Explore the magic of the Arthurian legends
The first collection of Joseph Campbell’s writings and lectures on the Arthurian romances of the Middle Ages, a central focus of his celebrated scholarship, edited and introduced by Arthurian scholar Evans Lansing Smith, PhD, the chair of Mythological Studies at Pacifica Graduate Institute.
Throughout his life, Joseph Campbell was deeply engaged in the study of the Grail Quests and Arthurian legends of the European Middle Ages. In this new volume of the Collected Works of Joseph Campbell, editor Evans Lansing Smith collects Campbell’s writings and lectures on Arthurian legends, including his never-before-published master’s thesis on Arthurian myth, “A Study of the Dolorous Stroke.” Campbell’s writing captures the incredible stories of such figures as Merlin, Gawain, and Guinevere as well as the larger patterns and meanings revealed in these myths. Merlin’s death and Arthur receiving Excalibur from the Lady of the Lake, for example, are not just vibrant stories but also central to the mythologist’s thinking.

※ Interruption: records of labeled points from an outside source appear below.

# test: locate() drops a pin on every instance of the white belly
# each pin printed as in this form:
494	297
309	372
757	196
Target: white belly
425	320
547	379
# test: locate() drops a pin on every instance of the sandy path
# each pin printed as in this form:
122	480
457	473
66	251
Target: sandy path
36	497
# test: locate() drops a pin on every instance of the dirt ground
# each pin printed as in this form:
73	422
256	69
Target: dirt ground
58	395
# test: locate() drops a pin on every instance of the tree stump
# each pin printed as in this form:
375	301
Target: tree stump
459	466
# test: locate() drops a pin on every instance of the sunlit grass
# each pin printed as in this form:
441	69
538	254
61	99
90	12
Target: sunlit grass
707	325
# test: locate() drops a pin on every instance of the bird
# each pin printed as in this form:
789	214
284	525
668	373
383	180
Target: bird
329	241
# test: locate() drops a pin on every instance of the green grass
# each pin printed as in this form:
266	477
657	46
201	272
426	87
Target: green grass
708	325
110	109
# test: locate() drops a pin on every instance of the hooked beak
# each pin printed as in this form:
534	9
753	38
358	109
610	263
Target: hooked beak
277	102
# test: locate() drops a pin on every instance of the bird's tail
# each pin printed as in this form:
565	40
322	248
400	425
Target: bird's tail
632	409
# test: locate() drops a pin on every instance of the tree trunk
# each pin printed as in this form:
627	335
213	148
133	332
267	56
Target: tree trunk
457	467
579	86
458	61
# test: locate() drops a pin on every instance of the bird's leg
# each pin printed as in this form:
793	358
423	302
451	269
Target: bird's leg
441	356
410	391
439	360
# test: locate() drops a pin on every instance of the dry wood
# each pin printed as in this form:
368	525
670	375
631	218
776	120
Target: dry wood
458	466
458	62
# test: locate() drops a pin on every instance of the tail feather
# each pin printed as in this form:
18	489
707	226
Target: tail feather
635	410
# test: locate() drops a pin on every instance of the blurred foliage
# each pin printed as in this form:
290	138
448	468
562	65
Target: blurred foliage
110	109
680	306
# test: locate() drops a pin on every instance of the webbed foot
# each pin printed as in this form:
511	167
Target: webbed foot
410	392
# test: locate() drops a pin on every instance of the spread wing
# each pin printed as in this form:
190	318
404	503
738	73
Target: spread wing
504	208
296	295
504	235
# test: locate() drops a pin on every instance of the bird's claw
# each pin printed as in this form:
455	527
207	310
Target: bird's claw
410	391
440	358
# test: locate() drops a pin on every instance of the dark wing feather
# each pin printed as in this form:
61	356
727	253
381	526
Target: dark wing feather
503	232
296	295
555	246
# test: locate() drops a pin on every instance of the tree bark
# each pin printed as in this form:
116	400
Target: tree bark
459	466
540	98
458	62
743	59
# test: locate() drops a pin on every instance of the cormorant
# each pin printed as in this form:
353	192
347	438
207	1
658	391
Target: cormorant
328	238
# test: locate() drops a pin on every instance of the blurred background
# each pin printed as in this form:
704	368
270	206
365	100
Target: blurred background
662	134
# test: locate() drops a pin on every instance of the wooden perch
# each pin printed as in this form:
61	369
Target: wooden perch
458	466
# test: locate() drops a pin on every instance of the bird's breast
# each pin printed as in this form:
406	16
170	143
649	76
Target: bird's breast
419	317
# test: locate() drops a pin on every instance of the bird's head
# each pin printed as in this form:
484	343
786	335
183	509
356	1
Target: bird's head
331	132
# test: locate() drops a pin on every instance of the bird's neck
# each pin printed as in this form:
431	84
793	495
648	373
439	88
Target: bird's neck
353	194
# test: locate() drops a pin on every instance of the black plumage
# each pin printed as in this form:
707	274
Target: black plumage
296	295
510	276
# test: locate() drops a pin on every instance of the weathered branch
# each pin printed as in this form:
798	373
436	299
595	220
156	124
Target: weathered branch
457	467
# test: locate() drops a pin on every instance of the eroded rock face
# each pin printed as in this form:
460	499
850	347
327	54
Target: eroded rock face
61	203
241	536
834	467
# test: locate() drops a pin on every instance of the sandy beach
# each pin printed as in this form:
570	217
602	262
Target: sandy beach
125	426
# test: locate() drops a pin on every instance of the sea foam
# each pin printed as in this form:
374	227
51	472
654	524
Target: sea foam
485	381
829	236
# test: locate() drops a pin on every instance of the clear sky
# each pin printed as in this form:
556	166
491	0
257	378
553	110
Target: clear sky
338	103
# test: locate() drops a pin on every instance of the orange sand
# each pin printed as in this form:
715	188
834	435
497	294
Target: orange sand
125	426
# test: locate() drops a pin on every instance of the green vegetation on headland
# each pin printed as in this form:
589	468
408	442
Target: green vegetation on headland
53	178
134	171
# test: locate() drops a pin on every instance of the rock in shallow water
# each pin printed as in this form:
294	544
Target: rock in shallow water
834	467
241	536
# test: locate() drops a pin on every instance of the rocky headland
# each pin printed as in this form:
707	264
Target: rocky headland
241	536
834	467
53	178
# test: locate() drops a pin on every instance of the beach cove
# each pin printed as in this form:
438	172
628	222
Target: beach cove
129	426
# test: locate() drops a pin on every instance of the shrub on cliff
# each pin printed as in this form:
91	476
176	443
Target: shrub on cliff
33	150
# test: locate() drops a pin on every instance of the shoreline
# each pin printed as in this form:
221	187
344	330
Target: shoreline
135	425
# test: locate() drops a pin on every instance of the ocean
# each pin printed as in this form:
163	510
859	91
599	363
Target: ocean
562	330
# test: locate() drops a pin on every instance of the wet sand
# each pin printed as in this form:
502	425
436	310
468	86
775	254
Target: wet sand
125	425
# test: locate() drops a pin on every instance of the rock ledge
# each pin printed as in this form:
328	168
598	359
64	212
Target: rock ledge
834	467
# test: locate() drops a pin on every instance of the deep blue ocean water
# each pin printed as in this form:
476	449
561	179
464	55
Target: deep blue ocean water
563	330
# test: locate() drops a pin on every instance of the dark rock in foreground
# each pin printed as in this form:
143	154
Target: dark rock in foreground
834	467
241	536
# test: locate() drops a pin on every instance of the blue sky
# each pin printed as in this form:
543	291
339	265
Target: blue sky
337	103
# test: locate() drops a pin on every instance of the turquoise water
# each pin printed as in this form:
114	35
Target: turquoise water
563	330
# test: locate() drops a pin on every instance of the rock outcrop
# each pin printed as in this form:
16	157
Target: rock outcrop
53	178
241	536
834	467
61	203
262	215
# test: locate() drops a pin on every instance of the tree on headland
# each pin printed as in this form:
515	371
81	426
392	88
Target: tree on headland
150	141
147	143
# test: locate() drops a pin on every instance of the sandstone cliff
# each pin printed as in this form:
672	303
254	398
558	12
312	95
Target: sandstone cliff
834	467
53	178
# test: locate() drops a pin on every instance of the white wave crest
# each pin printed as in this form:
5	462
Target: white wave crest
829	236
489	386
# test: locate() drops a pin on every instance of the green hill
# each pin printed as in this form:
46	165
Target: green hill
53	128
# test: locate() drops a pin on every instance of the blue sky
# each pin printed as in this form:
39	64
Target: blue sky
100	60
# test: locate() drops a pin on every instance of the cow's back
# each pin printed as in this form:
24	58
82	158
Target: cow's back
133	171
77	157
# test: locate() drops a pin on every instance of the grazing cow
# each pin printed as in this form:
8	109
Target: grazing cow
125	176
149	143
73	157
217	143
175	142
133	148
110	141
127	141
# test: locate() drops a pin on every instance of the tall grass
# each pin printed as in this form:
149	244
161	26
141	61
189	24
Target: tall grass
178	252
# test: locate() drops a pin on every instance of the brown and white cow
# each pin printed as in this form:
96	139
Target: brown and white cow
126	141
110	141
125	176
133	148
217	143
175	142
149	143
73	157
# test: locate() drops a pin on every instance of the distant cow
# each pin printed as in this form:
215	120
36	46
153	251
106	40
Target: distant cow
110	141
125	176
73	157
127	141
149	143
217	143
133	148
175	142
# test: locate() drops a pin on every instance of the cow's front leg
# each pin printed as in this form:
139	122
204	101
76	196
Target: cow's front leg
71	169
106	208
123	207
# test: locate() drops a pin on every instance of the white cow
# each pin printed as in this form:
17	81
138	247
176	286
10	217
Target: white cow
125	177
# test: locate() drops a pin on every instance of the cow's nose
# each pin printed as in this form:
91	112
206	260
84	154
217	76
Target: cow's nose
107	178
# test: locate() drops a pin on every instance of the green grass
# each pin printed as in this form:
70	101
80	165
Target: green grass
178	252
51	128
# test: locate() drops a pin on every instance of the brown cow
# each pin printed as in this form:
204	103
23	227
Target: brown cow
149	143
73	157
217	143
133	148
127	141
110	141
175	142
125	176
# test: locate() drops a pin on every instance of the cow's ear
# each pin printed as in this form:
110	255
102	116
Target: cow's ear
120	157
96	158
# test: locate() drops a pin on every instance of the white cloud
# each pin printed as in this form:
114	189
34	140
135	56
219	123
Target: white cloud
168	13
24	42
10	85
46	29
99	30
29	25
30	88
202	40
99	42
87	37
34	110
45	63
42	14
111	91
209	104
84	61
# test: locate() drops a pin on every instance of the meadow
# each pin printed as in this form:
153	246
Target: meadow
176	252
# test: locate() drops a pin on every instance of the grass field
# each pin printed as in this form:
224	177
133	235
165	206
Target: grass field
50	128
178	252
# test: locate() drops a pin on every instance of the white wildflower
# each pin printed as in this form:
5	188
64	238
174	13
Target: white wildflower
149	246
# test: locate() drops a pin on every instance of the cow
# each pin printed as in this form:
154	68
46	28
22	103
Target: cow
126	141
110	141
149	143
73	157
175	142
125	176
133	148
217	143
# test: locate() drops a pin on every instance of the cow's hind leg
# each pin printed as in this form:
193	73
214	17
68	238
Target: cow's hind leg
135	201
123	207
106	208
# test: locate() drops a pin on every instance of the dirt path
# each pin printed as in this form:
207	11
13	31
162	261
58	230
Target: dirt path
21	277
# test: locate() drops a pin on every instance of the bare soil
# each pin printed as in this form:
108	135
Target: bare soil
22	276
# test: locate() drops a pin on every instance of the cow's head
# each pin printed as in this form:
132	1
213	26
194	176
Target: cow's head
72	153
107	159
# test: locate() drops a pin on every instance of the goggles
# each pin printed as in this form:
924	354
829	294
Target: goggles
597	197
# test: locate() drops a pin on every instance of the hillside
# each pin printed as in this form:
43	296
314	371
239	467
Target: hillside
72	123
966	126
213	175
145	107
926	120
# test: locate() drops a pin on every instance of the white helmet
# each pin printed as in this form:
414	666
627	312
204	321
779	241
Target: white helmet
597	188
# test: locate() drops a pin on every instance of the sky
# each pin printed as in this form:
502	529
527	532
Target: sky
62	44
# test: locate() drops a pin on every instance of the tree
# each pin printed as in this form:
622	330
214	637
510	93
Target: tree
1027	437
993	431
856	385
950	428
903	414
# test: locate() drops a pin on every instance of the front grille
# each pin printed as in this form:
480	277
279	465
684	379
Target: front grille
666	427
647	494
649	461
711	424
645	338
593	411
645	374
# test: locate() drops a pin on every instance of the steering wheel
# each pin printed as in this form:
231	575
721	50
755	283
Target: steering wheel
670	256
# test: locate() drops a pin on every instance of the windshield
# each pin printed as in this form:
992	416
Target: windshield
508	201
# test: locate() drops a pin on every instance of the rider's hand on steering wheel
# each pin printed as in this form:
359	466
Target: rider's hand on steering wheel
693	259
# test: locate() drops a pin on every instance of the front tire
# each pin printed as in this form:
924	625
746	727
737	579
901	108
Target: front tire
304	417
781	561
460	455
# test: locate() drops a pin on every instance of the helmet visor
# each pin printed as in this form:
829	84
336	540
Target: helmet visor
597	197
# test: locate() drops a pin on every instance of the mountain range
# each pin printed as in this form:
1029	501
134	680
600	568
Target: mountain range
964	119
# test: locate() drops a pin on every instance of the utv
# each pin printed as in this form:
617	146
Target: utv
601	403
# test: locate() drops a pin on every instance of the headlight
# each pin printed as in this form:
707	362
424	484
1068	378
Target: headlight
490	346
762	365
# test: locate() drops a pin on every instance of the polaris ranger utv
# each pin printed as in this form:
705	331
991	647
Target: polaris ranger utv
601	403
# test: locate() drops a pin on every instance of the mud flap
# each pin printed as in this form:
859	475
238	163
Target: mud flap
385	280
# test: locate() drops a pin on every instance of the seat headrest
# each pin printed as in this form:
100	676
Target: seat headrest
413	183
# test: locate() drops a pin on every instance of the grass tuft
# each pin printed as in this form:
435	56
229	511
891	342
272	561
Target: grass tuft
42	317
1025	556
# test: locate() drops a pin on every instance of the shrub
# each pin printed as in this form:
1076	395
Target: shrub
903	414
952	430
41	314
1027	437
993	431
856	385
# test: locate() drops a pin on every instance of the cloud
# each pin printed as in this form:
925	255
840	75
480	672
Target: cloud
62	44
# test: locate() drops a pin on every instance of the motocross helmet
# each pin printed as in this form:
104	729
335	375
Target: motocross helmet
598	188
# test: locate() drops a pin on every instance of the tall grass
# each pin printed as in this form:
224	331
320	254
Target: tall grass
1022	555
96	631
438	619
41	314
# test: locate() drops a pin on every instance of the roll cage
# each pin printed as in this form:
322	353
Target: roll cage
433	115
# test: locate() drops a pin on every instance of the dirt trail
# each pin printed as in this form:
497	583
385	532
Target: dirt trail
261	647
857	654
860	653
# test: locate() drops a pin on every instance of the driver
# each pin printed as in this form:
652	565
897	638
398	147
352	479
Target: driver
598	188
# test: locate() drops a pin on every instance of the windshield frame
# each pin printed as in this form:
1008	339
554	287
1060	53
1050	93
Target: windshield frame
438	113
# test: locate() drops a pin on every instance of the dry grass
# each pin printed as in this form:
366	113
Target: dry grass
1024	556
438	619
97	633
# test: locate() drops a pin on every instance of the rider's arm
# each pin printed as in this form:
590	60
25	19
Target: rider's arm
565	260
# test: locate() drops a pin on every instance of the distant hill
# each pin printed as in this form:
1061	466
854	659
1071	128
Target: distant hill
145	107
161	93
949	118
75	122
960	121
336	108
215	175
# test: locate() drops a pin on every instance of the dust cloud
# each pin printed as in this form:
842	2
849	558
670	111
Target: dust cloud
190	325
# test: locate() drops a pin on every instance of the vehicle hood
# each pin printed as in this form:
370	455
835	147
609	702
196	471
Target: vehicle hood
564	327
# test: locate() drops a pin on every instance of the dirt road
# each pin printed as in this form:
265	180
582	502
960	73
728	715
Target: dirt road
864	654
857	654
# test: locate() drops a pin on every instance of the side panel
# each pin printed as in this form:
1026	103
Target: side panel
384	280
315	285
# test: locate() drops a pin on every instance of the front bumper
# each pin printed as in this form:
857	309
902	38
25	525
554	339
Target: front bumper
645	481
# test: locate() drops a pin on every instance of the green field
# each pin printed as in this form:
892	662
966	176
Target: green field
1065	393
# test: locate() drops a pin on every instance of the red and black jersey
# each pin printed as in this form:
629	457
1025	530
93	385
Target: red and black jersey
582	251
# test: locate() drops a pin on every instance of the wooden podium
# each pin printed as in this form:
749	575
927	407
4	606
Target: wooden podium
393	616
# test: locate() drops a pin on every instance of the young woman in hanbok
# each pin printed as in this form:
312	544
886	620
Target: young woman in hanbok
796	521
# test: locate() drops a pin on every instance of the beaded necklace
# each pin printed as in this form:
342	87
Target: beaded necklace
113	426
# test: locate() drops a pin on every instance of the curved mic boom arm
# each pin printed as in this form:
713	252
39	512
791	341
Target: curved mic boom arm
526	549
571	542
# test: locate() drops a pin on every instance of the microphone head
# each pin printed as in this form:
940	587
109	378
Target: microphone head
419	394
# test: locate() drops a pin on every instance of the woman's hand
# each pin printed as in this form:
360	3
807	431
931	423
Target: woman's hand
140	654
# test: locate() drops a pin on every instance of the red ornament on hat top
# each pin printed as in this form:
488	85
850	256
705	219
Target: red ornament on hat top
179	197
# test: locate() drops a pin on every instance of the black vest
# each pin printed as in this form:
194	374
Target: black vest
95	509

The Arthurian myths opened the world of comparative mythology to Campbell, turning his attention to the Near and Far Eastern roots of myth. Calling the Arthurian romances the world’s first “secular mythology,” Campbell found metaphors in them for human stages of growth, development, and psychology. The myths exemplify the kind of love Campbell called amor, in which individuals become more fully themselves through connection. Campbell’s infectious delight in his discoveries makes this volume essential for anyone intrigued by the stories we tell—and the stories behind them.
Campbell (1904 1987) is well known for his belief that all the myths of humankind derived from basic prehistoric experiences. Whatever one thinks of Campbell's pseudo-anthropology, this collection on Arthurian myth cobbled together from lectures and other archival materials from the Joseph Campbell Foundation is rife with misreadings, historical inaccuracies, and non sequiturs. Perhaps out of respect for Campbell, editor Smith failed to check many of the historical facts in his notes. There are simple slips, such as identifying Marie de Champagne as the granddaughter of Eleanor of Aquitaine, rather than her daughter. But other, more significant errors undermine Campbell's work. For instance, a discussion of the Roman Empire rests on the outdated belief that Christianity caused its downfall. A consideration of Gawain and the Green Knight rests on a misreading of the Middle English word "gyrdel" as "garter" rather than "belt." Attempting to tie the medieval story of Parzifal into Eastern history, Campbell insists that historical characters interacted in ahistorical ways. Most of the book is made up of Campbell's retelling of the Arthurian legends, giving them his own spin. Perhaps if Campbell had edited the essays himself he would have corrected the errors, but this inaccurate collection will do nothing to help his reputation.